An honest 2026 review of the HIGH5 strengths test: its 120 questions, 20 strengths, the free vs $29.99 report, and the career-direction alternative.

Marco Kohns9 min read
HIGH5 Test Review (2026): What It Measures, What It Costs, And The Career-Direction Alternative
Contents · 12 sections

If you searched HIGH5 because you want to understand yourself better, here is the honest framing before you spend 20 minutes on it: HIGH5 is a strengths test, which means it tells you what you are good at, and what you are good at is not the same question as what you should do. It will give you an accurate, free read on your top talents. Whether that read helps you decide a direction depends on whether direction was ever the question a strengths inventory could answer, and it was not.

What you do next depends on where you are. Someone taking HIGH5 to prep for a performance review needs different guidance than someone typing it into a search bar at 11pm wondering why a career they are good at feels wrong. This review covers both: exactly what HIGH5 measures, what it costs, how it compares to CliftonStrengths, and what to use instead when the question is your own direction.

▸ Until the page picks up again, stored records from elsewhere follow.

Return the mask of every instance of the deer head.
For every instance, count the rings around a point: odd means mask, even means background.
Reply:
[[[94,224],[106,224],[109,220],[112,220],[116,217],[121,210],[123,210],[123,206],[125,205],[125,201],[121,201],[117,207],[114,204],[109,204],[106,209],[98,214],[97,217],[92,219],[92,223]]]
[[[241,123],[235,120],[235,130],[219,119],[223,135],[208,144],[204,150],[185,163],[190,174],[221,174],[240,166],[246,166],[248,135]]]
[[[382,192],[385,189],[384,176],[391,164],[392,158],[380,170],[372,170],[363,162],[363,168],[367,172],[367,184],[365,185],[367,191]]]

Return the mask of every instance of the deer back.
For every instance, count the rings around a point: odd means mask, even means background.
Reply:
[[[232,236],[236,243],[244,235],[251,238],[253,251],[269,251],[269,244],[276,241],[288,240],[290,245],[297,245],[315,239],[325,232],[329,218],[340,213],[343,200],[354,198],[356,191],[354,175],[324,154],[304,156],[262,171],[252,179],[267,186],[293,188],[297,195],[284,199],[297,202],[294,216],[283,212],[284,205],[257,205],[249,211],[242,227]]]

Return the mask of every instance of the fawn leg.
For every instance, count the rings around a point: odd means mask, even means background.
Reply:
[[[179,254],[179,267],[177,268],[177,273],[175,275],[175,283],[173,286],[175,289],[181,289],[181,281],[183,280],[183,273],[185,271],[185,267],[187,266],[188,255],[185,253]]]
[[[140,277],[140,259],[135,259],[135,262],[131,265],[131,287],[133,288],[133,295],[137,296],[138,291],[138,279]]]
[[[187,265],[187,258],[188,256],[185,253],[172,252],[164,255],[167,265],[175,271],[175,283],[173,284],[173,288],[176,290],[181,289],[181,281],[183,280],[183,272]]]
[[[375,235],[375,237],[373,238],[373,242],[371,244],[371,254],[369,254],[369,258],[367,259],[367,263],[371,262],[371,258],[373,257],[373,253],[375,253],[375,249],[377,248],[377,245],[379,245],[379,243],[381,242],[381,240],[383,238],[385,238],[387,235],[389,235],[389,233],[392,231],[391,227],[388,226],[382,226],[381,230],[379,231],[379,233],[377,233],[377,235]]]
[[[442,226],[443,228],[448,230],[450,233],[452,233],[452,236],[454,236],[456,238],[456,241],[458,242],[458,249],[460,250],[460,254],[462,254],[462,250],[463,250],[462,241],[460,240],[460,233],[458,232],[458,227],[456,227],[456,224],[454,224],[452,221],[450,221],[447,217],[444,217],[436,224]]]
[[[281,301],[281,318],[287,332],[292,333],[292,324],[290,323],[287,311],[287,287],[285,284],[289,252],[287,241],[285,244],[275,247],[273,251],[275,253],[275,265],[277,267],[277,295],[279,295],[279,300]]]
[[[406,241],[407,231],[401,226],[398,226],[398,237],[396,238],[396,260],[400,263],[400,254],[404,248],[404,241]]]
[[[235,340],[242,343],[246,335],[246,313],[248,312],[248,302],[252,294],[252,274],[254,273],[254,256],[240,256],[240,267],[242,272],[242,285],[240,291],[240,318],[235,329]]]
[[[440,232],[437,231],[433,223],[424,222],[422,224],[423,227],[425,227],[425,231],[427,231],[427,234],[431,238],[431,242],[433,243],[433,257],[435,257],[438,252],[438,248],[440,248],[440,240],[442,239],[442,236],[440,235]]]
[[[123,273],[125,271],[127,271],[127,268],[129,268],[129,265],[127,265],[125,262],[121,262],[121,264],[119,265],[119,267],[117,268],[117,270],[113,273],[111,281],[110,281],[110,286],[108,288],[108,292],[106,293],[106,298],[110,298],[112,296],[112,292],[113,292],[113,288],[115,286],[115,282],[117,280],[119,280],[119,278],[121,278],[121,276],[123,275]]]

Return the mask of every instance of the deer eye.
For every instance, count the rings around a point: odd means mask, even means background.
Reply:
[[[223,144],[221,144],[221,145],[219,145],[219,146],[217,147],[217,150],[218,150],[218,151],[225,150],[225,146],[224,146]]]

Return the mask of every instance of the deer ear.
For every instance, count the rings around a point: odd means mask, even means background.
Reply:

A note on framing first. I founded MyPassionAI, the alternative discussed later, so I have a commercial reason to prefer the approach it takes. I kept every claim to what you can verify on HIGH5's own pages or in third-party reviews, gave HIGH5 a fair account of what it does well, and included the unflattering parts of my own product.

TL;DR comparison

DimensionHIGH5MyPassionAI
What it isStrengths inventorySituational career-direction quiz
The question it answersWhat am I naturally good atWhat fits me right now
What it measures20 strengths across 4 domainsCurrent struggle, priority, flow, values
How you answer120 self-report questions24 branching questions
Time to complete15 to 20 minutesAbout 3 minutes
What you get freeTop 5 strengths with descriptionsArchetype, personalised reading, match preview
What costs moneyFull 20-strength report, $29.99Detailed career matches and fit scores
OutputA ranked list of talentsOne of 20 archetypes plus career matches
Best forNaming and building on your talentsDeciding what to do next given where you are

Everything below is the work behind that table.

What HIGH5 is

HIGH5 is an online strengths test grounded in positive psychology. Its premise is the same one Gallup popularised with StrengthsFinder: you grow faster by building on what you are naturally good at than by grinding to repair your weaknesses. HIGH5 takes that idea and gives the entry version away, which is most of why people pick it over the paid incumbents.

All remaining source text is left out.